An oracle manipulation exploit has emptied all funds from Fortress Protocol, an algorithmic money market and defi lending protocol. Since then, the stolen coin has been moved from Binance Smart Chain to Ethereum and mixed.
CertiK, a blockchain security company, informed CryptoPotato of the attack on Monday. The hacker started by purchasing many FTS — the governance token that manages the FTS protocol – using ETH.
A quorum of 400,000 FTS is required to vote on the governance contract for Fortress Loans. At the time of the breach, it was only worth $18,000 and represented fewer tokens than the attacker had. To put it another way, he now had the power to pass whatever protocol modification request he wanted.

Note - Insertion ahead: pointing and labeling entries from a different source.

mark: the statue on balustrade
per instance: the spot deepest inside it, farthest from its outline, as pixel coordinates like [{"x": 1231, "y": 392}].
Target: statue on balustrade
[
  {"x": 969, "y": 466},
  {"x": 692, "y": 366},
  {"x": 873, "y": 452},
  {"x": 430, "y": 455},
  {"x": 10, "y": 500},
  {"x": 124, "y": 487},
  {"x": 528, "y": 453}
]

As a result, he approved Proposal ID 11, which increased the collateral component for FTS tokens in loan contracts from 0 to 700,000,000,000,000,000. He also modified the loan contract’s price oracle, causing the token’s price to update even if voting power was 0.
“With these updates, the value of the attacker’s collateral (FTS) was raised significantly, so the attacker was able to borrow large amounts of other tokens from the loan contracts,” revealed CertiK on Twitter.
The hacker utilized his remaining FTS to borrow many tokens and turn them into over 1000 ETH and 400,000 DAI, to total over $3 million at the time of the assault. He quickly moved the stolen amount to Tornado Cash using a self-destruct mechanism built into his fraudulent smart contract.
The events have left the fortress protocol team very distraught. They’ve asked the community not to put any assets in Fortress and to help recoup the monies with any available partners.
Tornado Cash handled both the ETH necessary to acquire thze hacker’s first FTS and the ETH representing the hacker’s stolen items. The mixing mechanism on Ethereum destroys the connection between a sender’s and receiver’s addresses, allowing the hacker to remain anonymous from start to finish.
Several crypto criminals have used the same technique in the last several months. 15 percent of the funds entered into the mixer is from the individual or team responsible for the $600 million Ronin hack in March.